Brightness on a CRT display is proportional to RGBlin = RGB ^ gamma, so 50% gray on a CRT is quite dark: .5 ^ 2.2 = 22% of maximum brightness. (LCD displays are more complex; furthermore, some graphics cards compensate for gamma.)
To get the measure of lightness called
L*
from RGB, first divide R G B by 255, and computeY = .2126 * R^gamma + .7152 * G^gamma + .0722 * B^gamma
This is
Y
in XYZ color space; it is a measure of color "luminance". (The real formulas are not exactly x^gamma, but close; stick with x^gamma for a first pass.)Finally, L* = 116 * Y ^ 1/3 - 16 "... aspires to perceptual uniformity ... closely matches human perception of lightness." -- Wikipedia Lab color space
@mark-meyer's answer is good, I answered a similar question on the StackMathematica section in great detail with examples PartOne and Part Two.
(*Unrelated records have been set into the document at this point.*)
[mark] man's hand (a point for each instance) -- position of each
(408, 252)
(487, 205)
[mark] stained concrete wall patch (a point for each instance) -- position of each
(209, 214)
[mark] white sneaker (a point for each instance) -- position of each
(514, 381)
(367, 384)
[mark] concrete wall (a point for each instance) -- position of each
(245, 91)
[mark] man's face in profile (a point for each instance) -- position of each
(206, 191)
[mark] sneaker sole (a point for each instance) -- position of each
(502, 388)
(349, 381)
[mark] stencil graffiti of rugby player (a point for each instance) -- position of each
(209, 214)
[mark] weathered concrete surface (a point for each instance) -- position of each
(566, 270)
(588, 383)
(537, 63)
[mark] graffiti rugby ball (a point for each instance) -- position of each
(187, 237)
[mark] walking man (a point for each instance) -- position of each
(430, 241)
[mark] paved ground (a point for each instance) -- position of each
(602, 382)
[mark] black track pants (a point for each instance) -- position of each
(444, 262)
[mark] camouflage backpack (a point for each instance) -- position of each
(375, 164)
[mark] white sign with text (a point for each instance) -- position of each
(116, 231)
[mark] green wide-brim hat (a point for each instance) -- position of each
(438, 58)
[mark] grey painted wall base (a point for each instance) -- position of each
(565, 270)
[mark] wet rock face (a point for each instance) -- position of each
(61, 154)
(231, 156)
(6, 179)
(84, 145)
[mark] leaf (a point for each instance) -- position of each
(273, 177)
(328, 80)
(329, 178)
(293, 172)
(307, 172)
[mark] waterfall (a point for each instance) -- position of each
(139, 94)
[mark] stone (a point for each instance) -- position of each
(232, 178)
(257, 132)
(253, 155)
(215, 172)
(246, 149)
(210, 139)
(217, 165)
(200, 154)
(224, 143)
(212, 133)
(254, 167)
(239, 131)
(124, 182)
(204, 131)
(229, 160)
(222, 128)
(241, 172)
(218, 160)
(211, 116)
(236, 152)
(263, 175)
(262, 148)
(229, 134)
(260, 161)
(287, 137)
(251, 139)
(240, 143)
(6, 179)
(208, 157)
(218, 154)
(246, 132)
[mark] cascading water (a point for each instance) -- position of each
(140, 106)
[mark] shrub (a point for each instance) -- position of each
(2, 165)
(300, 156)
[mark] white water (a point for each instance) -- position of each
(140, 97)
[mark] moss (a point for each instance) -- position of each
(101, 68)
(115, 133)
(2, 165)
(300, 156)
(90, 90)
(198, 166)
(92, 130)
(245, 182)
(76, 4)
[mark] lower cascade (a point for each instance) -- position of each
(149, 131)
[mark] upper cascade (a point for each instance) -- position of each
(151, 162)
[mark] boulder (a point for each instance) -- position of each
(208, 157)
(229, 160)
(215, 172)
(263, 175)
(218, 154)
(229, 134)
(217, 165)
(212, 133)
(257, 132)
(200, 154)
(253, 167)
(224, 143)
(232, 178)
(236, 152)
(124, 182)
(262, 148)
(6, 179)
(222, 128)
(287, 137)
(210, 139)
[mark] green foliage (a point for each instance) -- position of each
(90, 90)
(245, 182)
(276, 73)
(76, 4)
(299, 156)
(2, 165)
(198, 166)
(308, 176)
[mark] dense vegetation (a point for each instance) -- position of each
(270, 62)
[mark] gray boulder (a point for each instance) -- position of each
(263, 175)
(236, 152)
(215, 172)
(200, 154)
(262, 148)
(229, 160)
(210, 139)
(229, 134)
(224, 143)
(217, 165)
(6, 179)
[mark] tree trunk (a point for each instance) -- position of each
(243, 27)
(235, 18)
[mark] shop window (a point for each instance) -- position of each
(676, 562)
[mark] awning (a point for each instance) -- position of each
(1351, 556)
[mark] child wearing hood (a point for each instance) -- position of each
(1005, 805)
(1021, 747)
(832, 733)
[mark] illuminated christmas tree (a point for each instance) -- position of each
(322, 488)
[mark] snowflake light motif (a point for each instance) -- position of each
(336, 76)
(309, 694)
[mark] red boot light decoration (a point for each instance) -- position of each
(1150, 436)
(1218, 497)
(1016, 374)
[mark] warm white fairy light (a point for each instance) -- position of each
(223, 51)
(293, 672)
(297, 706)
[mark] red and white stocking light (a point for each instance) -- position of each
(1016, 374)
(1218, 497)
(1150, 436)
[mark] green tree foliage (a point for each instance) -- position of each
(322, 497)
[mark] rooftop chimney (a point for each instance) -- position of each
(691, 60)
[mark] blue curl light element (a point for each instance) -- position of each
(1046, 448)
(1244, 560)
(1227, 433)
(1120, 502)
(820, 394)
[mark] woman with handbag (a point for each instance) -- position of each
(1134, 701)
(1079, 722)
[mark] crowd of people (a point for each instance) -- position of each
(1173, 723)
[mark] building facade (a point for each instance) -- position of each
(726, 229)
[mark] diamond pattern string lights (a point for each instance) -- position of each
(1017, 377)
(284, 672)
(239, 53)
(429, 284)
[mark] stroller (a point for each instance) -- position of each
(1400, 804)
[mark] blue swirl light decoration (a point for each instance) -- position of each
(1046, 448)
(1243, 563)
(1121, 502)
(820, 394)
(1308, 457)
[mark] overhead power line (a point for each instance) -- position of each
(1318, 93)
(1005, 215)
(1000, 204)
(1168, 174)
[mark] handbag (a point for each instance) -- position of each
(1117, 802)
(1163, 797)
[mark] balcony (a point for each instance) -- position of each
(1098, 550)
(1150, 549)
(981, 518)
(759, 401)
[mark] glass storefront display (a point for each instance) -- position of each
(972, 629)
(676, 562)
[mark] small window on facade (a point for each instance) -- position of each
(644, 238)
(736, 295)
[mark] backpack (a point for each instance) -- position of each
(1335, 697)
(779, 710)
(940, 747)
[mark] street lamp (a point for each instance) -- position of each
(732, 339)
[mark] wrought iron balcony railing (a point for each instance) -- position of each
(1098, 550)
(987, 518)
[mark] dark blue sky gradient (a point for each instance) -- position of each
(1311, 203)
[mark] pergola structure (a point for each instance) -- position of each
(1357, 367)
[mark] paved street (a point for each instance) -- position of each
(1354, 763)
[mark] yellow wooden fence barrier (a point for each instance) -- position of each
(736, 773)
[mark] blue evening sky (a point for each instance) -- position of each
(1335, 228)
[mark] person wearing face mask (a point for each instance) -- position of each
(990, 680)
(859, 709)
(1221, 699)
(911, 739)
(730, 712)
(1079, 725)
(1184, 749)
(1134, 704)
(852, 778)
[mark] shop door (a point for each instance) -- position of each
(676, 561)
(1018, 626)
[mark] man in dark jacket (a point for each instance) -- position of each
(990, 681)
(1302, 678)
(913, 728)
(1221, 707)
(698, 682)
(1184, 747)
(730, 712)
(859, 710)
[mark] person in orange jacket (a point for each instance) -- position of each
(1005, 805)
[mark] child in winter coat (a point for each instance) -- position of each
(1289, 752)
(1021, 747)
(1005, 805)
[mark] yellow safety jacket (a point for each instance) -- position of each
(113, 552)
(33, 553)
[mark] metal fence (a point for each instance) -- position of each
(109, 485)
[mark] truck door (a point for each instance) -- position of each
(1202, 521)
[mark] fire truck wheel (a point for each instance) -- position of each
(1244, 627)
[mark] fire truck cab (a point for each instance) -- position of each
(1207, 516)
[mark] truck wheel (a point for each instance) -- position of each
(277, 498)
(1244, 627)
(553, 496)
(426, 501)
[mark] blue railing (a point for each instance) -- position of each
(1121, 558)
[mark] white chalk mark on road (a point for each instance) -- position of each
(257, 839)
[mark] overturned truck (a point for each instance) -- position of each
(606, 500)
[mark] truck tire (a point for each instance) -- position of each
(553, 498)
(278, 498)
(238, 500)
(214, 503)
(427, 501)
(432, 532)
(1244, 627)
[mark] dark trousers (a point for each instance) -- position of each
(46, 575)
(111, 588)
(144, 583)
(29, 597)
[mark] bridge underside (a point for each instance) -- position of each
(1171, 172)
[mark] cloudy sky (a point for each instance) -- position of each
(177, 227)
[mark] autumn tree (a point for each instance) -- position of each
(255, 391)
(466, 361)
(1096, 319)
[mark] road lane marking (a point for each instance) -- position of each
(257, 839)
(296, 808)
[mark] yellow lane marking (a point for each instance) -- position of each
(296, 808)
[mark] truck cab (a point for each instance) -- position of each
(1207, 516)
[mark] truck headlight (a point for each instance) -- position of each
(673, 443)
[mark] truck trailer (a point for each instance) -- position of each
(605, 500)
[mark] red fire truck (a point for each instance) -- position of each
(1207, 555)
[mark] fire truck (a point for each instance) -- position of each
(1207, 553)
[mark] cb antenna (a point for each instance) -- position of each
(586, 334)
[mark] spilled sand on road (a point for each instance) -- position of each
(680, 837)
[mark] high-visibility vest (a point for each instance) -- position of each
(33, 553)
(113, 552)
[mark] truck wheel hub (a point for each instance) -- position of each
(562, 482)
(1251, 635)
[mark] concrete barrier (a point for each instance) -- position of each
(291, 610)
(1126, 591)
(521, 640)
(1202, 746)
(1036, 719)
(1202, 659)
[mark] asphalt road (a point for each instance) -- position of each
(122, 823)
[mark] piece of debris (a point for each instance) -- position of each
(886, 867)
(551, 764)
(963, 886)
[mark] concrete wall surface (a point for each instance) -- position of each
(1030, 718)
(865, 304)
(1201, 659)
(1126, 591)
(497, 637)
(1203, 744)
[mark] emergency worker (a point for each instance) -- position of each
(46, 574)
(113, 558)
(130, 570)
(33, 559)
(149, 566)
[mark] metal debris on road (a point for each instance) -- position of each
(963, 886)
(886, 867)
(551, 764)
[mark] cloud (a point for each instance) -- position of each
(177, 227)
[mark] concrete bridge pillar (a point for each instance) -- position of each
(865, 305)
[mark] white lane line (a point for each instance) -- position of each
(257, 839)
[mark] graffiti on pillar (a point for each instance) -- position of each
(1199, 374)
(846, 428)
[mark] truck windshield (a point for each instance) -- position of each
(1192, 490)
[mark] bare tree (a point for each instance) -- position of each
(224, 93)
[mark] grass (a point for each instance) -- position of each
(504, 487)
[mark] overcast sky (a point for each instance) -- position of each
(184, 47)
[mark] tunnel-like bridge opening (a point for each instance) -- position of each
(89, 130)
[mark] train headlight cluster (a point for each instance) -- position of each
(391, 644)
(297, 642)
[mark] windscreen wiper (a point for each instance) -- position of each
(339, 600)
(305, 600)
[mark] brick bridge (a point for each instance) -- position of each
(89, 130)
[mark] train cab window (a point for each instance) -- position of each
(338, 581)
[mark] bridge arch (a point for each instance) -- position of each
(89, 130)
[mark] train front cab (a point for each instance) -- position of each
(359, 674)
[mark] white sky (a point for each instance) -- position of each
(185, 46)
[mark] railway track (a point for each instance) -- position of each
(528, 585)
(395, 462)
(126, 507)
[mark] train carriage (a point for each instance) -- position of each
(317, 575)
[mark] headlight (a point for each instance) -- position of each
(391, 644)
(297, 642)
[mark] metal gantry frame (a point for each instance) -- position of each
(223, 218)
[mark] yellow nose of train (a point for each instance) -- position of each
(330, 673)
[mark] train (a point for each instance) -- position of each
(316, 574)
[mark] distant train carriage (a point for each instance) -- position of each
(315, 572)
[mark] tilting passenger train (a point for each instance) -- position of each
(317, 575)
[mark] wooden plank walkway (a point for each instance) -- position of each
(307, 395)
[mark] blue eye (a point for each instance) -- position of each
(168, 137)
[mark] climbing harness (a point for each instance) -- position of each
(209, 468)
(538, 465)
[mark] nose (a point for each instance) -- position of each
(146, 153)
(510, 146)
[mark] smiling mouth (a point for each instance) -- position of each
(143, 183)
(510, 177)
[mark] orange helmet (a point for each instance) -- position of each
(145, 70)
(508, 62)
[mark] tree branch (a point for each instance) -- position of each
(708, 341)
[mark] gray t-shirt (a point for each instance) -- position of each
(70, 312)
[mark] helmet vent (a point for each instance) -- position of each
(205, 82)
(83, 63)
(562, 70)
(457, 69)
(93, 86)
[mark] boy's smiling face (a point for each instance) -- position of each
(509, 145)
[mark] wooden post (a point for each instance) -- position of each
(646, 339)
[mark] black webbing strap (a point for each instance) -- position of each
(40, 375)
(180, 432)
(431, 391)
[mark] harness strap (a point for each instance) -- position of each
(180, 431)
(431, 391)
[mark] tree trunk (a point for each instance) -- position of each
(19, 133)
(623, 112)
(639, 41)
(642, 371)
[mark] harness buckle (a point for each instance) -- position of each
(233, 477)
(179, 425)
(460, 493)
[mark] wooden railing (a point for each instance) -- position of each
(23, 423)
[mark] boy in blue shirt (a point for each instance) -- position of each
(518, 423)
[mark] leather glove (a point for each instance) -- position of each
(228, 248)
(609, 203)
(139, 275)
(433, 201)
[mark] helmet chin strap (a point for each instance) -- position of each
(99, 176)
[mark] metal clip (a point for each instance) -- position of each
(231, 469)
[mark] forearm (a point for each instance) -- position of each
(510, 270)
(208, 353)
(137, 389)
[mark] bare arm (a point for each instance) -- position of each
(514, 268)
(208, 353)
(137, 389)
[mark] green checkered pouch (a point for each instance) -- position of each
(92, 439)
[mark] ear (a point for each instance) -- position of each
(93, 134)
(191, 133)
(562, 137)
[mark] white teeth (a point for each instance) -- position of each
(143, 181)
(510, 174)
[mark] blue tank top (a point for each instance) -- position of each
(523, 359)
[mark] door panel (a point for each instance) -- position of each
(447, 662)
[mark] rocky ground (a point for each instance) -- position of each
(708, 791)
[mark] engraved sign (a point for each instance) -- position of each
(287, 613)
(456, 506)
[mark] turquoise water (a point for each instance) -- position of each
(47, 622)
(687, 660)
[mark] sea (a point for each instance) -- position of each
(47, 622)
For THIS question, gradient to full white, here are examples using my gradient explorer:
Left column is staying in sRGB, next is linear xyY, then LAB, and far right is LAB LCh
You'll notice that remaining in sRGB is not substantially different than using L*a*b*
in most cases. This is partly because sRGB has a gamma curve that is different but similar to the perception curve of LAB.
You'll notice though that the LCh version has some hue shifts, depending on the starting color. In the case of purple, it requires some offsets near the mid range.
Also with LCh, the direction (clock wise or CCW) of hue rotation makes a difference.
Looking just at the for right LCh, here is magenta start, with no offsets, and the natural rotation:
Same rotation direction, but some offsets to smooth the LCh gradient.
Reversing the hue rotation and different offsets we go through purple instead of orange for LCh:
And here's from yellow, the LCh gets a green tinge without adjusting the hue offset:
But offsetting the mid hue smooths the LCh gradient:
And finally. BLUE is tricky with L*a*b*
as it often wants to shift to purple. On the other hand, in LCh blue wants to shift to cyan:
So in truth you can typically stay in sRGB for things like gradients to white, but for gradients between two saturated colors you might prefer to use LCh:
So here where colors get closer to 180° apart, the middle gets desaturated for both sRGB and LAB, as the average value in the middle is a grey - a darker murky grey for sRGB and a lighter grey for LAB. But LCh maintains saturation and instead rotates through the hues.